Сколько мрачных часов, — разумеется, самых мрачных в ее жизни, — она проводила в ожидании таинства покаяния! Сначала в своем уме она искала грехов, которые могла совершить, к этому прибавлялся страх новых грехов, когда она углублялась в эти передачи, списки всех ядовитых цветов души, где могло бы остановить ее на минуту одно преступное любопытство; затем она представляла себе совершенные ею грехи, опрашивая свою совесть, взвешивая все свои желания, освещая все свои малейшие мысли, зачатки проектов, самые неуловимые и неопределенные образы, точно маленькие паутинки мельчайших, едва обрисовавшихся мечтаний. Она искала, не найдется ли скрытого во мраке какого-нибудь смертного греха, который нужно было из гнать, как демона… Во всяком случае, ее совесть была полна простительных грехов… Ах, да, эта бесконечная пыль, под видом которой показывались все ее вины, которая покрыва ла своим серым оттенком всю ее душу, которая делала неузнаваемым все, что когда-то украшало ее: обеты, блеск ее добродетели, лилии ее, безбрачия, кропильница ее слез, вплоть до этого зеркала ее души, где теперь стиралось присутствие Бога…
Пыль, тонкая и неумолимая, многочисленная, точно все дюны, целая цепь песчаных холмов из маленького приморского города, где она родилась, вошла в ее душу!
Считая себя греховной и падшей, она долгое время ощущала тревогу. Затем она кончала тем, что решалась войти в исповедальню. Она бросалась туда, как бросаются в воду. Она дрожала от страха и стыда, считая себя в положении жалкой души, отягченной грехами сильнее, чем всякая другая бегинка. Никогда священник не слыхал, вероятно, подобной исповеди. Она должна была казаться ему скрытым осквернением Общины, совсем черной овцой этого пасхального стада, которое на другой день должно было просить об облатке…
С воспаленной головой, вся красная, пряча, насколько можно, свое лицо, сестра Мария, наконец, быстро признавалась в своих ошибках.
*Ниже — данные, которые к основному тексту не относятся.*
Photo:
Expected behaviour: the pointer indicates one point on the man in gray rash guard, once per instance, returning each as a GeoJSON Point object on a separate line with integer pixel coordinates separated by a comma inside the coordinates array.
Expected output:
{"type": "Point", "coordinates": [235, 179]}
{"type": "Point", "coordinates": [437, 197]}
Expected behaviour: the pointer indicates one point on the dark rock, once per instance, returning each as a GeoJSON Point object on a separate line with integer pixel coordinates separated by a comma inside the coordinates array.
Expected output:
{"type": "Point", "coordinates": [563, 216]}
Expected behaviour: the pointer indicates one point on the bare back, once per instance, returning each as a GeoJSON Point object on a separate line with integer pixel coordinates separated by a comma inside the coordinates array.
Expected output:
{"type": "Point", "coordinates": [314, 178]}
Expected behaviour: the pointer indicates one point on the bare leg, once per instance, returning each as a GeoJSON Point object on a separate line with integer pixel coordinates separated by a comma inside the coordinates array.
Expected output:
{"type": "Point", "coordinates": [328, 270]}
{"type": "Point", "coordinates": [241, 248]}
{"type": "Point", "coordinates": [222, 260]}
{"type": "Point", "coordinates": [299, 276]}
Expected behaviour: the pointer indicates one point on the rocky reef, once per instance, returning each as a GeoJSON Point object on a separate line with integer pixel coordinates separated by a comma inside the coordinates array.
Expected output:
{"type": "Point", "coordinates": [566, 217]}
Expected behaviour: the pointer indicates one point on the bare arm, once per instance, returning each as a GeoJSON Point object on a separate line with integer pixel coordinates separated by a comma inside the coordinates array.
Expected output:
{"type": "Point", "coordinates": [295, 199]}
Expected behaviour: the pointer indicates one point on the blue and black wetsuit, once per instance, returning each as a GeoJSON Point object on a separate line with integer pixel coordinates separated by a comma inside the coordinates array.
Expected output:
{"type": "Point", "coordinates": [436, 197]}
Затем священник давал ей советы. Но она, тотчас охваченная сомнениями, воображала себе, что не все сказала, скрыла свои грехи. Она вкратце повторяла их перечень, так как часто записывала их. Нет, она ничего не пропустила. Она еще искала, медлила, закидывала священника вопросами казуистики, всякими тонкостями. Тогда он, узнав ее, обрывал беседу несколькими словами утешения и давал ей отпущение грехов.
Она выходила из исповедальни, немного утешившись, счастливая на одну минуту, освеженная источником Таинства, вернувшим ей светлую душу. Но едва только она опускается на колени в церкви, повторяя молитвы покаяния, как вдруг она вспоминает подробности своей исповеди. Сказала ли она на самом деле все? Ощутила ли она настоящее раскаяние? По крайней мере — достаточное, с ненавистью к своим грехам и с твердым решением больше не впадать в грех? Каждый раз бесконечные сомнения, душевная тревога выступала на место каждого греха, чтобы побудить этих прощенных мертвецов вопросить прах, где они разлагались, заставить говорить их уста. Но эти мертвые грехи молчали. Бегинка ничего не узнавала. Волнение снова охватывало ее душу. Получила ли она прощение? Имело ли значение это отпущение грехов?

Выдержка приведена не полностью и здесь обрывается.